Max Verstappen não vê problema algum se a McLaren decidir recorrer a ordens de equipe para assegurar o título de pilotos em Abu Dhabi.
Na verdade, o tetracampeão mundial considera perfeitamente legítimo que a escuderia britânica utilize tais estratégias durante a corrida decisiva, caso necessário para impedir que Lando Norris perca a luta pelo campeonato.
Em Abu Dhabi, o cenário é tenso. Norris lidera o campeonato com 12 pontos de vantagem sobre Verstappen, enquanto Oscar Piastri encontra-se quatro pontos atrás do holandês.
A matemática favorece Norris: mesmo que Verstappen vença a corrida, o britânico garante o título ao terminar em terceiro lugar ou melhor. Tal configuração abre espaço legítimo para intervenções estratégicas da McLaren.
Questionado sobre o possível uso de ordens de equipe, Verstappen respondeu de forma direta: "É sempre melhor do que não ganhar nada. Quando você estiver em casa daqui a 20 anos, ainda terá aquele troféu na estante.
É isso que importa." O comentário reflete a pragmatismo do campeão, que após conquistar tudo que desejava na Fórmula 1, enxerga a disputa como um bônus.
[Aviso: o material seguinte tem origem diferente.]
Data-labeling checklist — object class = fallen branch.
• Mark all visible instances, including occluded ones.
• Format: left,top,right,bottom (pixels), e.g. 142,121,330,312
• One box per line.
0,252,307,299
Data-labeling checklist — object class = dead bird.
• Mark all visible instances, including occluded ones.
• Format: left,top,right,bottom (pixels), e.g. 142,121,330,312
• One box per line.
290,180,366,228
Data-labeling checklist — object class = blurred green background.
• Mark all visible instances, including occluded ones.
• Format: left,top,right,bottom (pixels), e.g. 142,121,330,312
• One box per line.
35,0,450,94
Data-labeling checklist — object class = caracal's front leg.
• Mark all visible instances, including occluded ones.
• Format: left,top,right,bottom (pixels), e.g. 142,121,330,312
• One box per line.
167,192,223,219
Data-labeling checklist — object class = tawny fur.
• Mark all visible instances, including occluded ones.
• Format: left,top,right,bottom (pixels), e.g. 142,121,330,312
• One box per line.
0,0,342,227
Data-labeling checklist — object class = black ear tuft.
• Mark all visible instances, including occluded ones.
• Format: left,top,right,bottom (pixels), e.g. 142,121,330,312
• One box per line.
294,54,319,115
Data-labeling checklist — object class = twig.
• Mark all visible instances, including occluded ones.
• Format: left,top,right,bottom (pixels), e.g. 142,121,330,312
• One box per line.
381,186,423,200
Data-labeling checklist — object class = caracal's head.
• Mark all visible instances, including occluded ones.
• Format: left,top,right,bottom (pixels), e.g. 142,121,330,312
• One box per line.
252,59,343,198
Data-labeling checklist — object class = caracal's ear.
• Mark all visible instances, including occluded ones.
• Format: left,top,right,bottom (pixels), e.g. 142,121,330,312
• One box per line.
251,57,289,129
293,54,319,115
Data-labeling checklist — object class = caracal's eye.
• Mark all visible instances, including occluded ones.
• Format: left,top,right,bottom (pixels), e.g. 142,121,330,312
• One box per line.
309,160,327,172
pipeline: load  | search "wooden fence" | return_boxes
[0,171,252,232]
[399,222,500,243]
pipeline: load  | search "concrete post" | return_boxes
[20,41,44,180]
O holandês reconhece que prever o comportamento de Piastri é impossível neste momento. "É impossível prever isso com antecedência. Não posso ler a cabeça do Oscar depois de tudo que aconteceu nesta temporada, então realmente não sei", afirmou Verstappen.
Durante a temporada, as relações entre Norris e Piastri enfrentaram tensões, particularmente após o GP de Las Vegas, onde ambos foram desclassificados.
Norris e Piastri afirmaram publicamente que não discutiram sobre ordens de equipe até o momento, mas a expectativa na paddock é de que se Piastri perder chances reais de título conforme a corrida progride, ele provavelmente oferecerá suporte ao companheiro.
Ainda assim, a McLaren formalmente indicou que não planeja impor ordens enquanto ambos os pilotos mantiverem viabilidade matemática de campeão.
Para Verstappen, o grande desafio permanece vencer a corrida. O piloto da Red Bull mantém perspectiva realista sobre as chances: a McLaren demonstrou superioridade técnica significativa, como exemplificado no GP do Catar, onde a escuderia desperdiçou uma vitória certa para Piastri e um pódio para Norris devido a um erro estratégico.
"Não acho que sejamos os mais rápidos. Só temos que tentar tirar o máximo do nosso carro. Isso é tudo o que podemos fazer, e depois temos que torcer para estarmos perto o suficiente", explicou.
Verstappen apresenta-se em Abu Dhabi descansado. Após recuperar-se de uma desvantagem de mais de 100 pontos durante a temporada, sua mentalidade reflete alívio mais que pressão.
"Estou muito relaxado, não tenho nada a perder. Estou curtindo a segunda metade da temporada", declarou o holandês. Para ele, chegar à última corrida com chance real de título já é vitória, independentemente do resultado final.
A disputa pelo campeonato de 2025 representa um cenário raro na Fórmula 1 moderna: três pilotos, dois principais competidores por equipe, e um campeão defensor que se recusa a sobrecarregar-se com as nuances políticas em volta dele.
Para Verstappen, a essência permanece simples e cristalina: o que importa é o troféu.